Jan 26, 2017 Creating Content for Authentic Audiences
While recently de-cluttering my basement, I uncovered an old box full of photographic negatives and prints from my undergraduate work. Nearly all of the images were from assignments that had no audience beyond my instructors. Thousands of dollars in film and paper created for an audience of one.
The first college course I taught was a basic photography course at a local community college. I understood the burden of the photographic supplies that were needed each week. The first few assignments were always technical in nature but I eventually began to see the redundancy of making students photograph images that had no audience beyond my own. The courses I taught were only electives and many of my students would never be required to take another art course.

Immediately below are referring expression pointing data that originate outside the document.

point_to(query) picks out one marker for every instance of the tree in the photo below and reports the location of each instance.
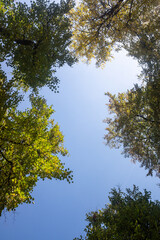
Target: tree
(35, 40)
(30, 146)
(135, 124)
(9, 96)
(102, 25)
(131, 215)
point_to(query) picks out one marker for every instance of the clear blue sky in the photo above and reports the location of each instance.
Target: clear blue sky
(60, 208)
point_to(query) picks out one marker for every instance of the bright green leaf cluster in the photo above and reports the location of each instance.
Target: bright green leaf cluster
(29, 145)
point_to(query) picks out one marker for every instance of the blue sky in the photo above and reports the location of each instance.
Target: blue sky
(60, 208)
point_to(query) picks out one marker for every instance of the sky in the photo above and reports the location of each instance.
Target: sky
(60, 208)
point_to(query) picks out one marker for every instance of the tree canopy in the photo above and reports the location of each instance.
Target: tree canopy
(135, 124)
(30, 146)
(131, 215)
(35, 40)
(102, 25)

I soon realized that I could create assignments that not only covered the principles and theories of photographic art but would also allow student the freedom to create images that would be shared beyond the classroom with friends, family, and community.
In 2010 I created and co-taught the first digital storytelling course at the University of Utah. I felt the need to help students create content that had an applicable nature beyond some alphabet-soup rating. Our students were introduced to the Special Collections department as part of an early course assignment. Archivist and Librarians introduced students to a multitude of various content from print, manuscripts, rare books, and multimedia. Students we required to research a topic of interest and create a 5-minute visual story. The assignment was uploaded to their public blog where they created tags and categories. The visual stories quickly built an audience and many students received feedback and comments on their content and the ability to tell a compelling story.